Re: JavaMemoryModel: Corner cases for final fields

From: Bill Pugh (
Date: Tue Sep 12 2000 - 12:24:31 EDT

At 11:51 AM -0400 9/12/00, Jan-Willem Maessen wrote:
>Bill, I'm not sure I totally understand where you want to go with you
>example. Shouldn't we be encouraging programmers to write this sort
>of thing instead?
>class A {
> final int x;
> private static A lastA;
> A (int i) {
>// **moved** lastA = this;
> x = i;
> }
> static synchronized A makeA(int i) {
> lastA = new A(i); // ** Bind lastA in the synchronized method
> return lastA;
> }
> static synchronized A getLastA() {
> return lastA;
> }
> }
>-Jan-Willem Maessen
>JavaMemoryModel mailing list -

I certainly prefer this solution. The question is whether we can tell
people that the other solution is wrong. If we get consensus that the
other version of the program is wrong, then my life becomes simpler
and I will be happy.

Let me explain what the problem is.

If we simply say:

        * A object must not be reachable by other threads until after the
          object is constructed, then we have good objects and bad objects.

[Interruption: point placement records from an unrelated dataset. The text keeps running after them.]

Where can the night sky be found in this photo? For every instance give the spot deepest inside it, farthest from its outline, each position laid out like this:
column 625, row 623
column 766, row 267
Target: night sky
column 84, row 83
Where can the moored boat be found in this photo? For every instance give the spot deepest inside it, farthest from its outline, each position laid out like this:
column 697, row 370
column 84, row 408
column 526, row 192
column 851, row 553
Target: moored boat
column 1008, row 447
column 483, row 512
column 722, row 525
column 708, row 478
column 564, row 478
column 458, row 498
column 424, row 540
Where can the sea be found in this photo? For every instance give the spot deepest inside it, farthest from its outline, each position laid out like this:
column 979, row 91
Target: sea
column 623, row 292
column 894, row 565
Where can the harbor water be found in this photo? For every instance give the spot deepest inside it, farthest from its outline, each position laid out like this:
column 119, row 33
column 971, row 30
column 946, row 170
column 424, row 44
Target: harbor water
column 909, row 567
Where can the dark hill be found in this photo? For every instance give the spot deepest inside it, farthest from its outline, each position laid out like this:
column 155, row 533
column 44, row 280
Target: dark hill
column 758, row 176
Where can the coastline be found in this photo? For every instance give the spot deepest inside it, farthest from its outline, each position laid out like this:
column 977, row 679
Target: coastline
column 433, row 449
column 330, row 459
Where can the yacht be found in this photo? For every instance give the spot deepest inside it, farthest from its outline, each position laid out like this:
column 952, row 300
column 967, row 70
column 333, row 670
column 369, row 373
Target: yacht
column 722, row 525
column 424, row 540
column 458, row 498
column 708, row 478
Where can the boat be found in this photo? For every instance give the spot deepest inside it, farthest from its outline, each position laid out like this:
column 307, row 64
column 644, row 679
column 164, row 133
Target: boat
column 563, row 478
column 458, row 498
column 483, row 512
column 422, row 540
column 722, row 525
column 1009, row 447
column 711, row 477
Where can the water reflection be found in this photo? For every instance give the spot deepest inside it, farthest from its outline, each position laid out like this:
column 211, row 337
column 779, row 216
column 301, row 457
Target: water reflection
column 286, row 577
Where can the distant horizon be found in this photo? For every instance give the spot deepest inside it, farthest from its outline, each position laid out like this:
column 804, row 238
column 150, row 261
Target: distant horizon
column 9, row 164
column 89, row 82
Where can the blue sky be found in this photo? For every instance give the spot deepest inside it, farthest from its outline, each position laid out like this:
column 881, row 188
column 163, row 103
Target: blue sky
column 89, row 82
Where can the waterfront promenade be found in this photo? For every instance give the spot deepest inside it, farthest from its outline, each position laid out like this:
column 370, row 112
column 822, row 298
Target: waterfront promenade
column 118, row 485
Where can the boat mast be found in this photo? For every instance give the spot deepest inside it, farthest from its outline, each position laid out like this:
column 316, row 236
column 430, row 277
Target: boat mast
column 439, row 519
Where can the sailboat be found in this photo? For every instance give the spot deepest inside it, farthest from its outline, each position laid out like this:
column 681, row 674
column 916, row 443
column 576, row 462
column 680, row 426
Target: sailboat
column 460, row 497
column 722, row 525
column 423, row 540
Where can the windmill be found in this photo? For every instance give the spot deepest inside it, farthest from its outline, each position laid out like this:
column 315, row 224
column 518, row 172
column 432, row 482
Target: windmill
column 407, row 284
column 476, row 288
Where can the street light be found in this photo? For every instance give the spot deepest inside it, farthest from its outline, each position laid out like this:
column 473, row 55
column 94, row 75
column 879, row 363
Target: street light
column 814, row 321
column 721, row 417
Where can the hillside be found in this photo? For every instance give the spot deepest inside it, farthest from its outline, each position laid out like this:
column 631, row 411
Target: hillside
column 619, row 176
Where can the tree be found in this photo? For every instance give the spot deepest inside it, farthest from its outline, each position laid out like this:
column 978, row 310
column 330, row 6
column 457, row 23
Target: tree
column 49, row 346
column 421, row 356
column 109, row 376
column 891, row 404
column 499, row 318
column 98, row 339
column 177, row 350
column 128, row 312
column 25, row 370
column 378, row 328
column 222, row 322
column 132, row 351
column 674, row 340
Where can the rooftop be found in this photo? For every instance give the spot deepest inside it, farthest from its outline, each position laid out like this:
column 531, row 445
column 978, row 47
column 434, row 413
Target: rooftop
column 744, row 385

        * However, if we want to allow the earlier version of class A to work,
          then we have to separate things into "good references to instances of
          A", and "bad references to instances of A". For example, I can extend
          the class I gave earlier with another method :

class A {
   final int x;
   private static A lastA;
   A (int i) {
        lastA = this;
        x = i;
   static synchronized A makeA(int i) {
        return new A(i);
   static synchronized A getLastA() {
        return lastA;
   static A badGetLastA() {
        return lastA;

       * Now, the references returned by getLastA() are "good references", while
        the references returned by badGetLastA() are "bad references". We could
        even have a "good reference" and a "bad reference" to the same instance
        of A.

Having to keep track of good and bad references, rather than good and
bad objects, substantially complicates the semantics.

So I would be happy to only have to keep track of good and bad
objects. I just want everything to be aware that it means some
"reasonable" programming idioms will be declared invalid.